Our Way of Living
"I heard my father say that Paul Okfew was the first one to settle in Port Graham. He had a barabara at the site of where the cannery is now. In 1912, my dad, Affanasia, and my older half-brother Nick Mumchuck moved here to Port Graham. They were the first people to move here to build cabins and settle" (as quoted in Stanek 1999).

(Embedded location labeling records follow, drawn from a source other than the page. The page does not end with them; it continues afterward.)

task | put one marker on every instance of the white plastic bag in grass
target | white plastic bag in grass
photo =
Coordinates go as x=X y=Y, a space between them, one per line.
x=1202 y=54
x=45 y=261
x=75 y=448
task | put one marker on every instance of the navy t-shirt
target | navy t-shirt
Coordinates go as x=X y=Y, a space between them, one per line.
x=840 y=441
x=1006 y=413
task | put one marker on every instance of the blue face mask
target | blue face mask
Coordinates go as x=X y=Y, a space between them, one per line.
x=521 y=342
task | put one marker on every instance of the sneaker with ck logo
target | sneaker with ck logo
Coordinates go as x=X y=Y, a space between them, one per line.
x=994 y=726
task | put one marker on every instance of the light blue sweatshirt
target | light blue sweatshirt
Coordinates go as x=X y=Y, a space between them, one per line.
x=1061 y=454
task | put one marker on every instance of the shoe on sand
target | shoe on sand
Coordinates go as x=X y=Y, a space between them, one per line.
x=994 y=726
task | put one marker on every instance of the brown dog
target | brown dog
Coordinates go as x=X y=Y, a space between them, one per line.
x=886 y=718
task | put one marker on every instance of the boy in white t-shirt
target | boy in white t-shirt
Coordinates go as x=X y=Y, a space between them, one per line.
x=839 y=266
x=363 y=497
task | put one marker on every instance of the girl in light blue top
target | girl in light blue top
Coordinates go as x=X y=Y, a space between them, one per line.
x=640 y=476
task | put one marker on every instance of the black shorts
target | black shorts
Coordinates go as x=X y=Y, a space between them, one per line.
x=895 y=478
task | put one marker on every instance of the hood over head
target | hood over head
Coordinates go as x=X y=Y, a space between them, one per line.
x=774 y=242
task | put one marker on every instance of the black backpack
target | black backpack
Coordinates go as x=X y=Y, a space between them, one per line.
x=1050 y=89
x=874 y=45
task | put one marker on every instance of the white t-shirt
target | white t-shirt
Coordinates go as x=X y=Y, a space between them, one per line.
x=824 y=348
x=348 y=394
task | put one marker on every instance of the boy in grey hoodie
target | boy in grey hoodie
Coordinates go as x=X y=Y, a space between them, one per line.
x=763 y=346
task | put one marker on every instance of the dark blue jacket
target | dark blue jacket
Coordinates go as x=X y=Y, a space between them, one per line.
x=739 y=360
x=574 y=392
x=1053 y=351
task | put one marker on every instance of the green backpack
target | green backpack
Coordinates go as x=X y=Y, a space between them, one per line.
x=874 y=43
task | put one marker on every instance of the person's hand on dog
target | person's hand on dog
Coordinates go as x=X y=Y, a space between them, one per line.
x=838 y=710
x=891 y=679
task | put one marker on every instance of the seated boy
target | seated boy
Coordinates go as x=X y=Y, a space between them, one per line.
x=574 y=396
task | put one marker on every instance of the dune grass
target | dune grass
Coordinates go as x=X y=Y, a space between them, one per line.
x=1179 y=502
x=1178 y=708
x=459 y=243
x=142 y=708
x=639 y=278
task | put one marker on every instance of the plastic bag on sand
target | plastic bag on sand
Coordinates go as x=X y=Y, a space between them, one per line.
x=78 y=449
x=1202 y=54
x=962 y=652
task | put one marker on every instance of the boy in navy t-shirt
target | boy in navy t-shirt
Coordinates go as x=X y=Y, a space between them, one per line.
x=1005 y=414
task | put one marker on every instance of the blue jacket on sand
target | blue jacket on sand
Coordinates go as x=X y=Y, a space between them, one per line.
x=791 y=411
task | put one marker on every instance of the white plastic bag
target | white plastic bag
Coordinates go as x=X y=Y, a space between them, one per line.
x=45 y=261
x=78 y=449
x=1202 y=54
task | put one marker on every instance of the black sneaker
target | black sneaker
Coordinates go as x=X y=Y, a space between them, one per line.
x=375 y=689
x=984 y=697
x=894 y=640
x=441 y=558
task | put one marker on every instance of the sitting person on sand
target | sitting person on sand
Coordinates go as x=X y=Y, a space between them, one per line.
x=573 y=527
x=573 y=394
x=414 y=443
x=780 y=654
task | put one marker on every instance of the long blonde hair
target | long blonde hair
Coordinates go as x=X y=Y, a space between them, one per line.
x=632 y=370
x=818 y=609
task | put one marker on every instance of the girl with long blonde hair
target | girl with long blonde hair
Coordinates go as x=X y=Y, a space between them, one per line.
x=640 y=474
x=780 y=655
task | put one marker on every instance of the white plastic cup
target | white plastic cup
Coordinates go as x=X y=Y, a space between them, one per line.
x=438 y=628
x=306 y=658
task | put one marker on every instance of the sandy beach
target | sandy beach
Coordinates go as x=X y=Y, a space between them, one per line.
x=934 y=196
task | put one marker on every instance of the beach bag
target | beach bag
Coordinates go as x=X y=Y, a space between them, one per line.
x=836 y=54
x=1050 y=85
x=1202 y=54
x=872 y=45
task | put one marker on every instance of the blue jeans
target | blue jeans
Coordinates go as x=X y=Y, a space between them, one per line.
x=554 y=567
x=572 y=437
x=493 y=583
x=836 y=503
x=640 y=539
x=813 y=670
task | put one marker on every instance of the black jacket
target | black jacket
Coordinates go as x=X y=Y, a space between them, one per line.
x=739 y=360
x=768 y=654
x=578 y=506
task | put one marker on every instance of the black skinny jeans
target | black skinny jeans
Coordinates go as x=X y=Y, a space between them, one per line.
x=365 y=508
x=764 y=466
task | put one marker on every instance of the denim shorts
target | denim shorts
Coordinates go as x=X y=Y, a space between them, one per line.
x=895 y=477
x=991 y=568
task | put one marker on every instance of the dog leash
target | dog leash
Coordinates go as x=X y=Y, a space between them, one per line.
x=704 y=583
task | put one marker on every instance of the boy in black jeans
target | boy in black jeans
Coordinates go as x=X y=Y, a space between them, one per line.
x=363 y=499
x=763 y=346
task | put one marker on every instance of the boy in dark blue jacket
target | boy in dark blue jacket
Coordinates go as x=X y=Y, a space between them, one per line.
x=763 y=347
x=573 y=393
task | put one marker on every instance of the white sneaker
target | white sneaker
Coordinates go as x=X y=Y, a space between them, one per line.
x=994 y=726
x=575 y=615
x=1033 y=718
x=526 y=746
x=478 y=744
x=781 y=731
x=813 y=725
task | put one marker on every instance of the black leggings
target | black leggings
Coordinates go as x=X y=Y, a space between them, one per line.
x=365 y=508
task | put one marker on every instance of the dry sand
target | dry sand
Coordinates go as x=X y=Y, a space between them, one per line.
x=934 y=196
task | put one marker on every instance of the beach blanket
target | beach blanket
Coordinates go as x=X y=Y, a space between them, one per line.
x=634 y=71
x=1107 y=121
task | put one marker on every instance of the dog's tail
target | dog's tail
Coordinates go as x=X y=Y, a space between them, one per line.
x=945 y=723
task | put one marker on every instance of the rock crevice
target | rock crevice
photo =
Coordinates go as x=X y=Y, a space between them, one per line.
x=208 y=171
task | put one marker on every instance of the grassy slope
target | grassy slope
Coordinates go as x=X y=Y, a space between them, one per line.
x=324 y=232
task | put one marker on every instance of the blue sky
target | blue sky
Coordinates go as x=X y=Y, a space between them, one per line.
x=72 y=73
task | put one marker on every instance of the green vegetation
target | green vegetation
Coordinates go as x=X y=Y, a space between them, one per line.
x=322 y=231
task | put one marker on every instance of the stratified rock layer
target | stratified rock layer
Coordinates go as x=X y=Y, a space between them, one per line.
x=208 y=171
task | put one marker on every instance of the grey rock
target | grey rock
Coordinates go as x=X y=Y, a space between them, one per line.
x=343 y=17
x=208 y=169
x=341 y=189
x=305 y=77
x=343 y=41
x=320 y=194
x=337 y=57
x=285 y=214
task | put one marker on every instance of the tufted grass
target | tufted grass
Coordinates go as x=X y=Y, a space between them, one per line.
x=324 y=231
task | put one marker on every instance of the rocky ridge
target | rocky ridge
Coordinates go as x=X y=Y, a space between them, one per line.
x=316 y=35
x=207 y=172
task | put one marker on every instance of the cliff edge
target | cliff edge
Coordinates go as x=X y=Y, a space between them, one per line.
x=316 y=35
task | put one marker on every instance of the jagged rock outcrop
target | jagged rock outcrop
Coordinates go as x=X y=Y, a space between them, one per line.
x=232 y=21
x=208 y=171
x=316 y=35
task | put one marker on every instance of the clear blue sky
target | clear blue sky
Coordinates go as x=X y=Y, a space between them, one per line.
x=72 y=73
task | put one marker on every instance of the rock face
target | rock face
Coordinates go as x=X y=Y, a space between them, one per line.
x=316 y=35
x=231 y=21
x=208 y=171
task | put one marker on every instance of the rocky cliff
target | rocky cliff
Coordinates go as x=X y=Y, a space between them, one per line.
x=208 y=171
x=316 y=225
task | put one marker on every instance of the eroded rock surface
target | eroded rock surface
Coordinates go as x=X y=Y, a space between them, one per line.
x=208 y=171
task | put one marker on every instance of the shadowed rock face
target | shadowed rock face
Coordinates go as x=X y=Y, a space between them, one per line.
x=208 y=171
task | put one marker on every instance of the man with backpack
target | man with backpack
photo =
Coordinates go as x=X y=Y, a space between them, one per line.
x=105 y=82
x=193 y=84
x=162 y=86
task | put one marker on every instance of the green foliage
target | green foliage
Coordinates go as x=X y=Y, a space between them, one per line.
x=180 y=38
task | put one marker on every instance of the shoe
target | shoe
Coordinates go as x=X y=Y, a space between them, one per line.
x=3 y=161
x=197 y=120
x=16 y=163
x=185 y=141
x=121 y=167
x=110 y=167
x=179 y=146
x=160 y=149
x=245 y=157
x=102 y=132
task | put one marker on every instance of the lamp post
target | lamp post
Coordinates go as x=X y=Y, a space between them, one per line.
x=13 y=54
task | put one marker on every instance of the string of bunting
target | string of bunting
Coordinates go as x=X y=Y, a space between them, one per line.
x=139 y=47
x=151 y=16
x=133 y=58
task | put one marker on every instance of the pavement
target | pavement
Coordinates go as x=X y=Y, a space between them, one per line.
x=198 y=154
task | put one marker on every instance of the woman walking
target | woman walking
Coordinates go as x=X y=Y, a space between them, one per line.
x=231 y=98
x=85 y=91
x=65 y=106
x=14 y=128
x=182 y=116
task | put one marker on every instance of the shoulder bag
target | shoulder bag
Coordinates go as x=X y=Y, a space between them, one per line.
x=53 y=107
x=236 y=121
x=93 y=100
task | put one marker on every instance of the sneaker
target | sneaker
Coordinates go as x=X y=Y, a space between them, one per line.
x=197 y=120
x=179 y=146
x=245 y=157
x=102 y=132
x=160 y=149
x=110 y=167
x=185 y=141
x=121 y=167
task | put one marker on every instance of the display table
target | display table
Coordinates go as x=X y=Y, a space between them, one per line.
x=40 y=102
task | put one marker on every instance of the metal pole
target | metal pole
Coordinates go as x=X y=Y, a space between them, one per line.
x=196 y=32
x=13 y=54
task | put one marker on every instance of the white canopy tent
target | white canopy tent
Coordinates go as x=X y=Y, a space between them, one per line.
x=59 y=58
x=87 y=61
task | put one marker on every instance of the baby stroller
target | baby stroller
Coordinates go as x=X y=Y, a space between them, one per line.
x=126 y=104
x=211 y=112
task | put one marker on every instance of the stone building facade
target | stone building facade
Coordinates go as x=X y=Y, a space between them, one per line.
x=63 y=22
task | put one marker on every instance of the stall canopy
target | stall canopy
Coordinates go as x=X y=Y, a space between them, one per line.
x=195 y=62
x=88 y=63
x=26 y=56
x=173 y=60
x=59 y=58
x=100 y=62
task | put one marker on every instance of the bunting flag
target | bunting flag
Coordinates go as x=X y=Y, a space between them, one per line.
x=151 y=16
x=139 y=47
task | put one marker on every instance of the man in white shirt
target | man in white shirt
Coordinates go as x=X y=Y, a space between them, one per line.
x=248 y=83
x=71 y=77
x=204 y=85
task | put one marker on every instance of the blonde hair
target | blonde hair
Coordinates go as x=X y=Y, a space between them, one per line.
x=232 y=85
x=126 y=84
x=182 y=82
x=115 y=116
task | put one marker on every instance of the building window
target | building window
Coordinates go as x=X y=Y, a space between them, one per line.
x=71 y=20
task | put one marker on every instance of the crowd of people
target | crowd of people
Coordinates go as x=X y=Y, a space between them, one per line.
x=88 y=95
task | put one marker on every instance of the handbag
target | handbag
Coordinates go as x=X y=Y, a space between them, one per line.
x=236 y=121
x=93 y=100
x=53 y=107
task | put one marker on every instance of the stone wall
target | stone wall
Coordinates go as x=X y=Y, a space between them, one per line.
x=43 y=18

Residents of Port Graham recently learned about an even earlier period of their village's history. In 1996-98, students and volunteers worked with archaeologists from the University of Alaska to uncover the remains of houses where ancestral Alutiit lived from about 1285 to 1485 A.D. The grandparents and great-grandparents of some of the families at Port Graham once lived in Yalik and other old villages on the outer coast of the Kenai Peninsula. The Port Graham Corporation, created by the Alaska Native Claims Settlement Act in 1971, owns land on the outer coast as a resource for the future, when people might want to return to their former territories.
Port Graham was home to 166 people in 1990. Its residents work in commercial fishing, logging, and other industries, but they also bring food to the table directly from the land and sea. Almost everyone helps to harvest wild resources such as salmon, sea mammals, birds, eggs, and berries. These foods are shared with Elders, relatives, and friends.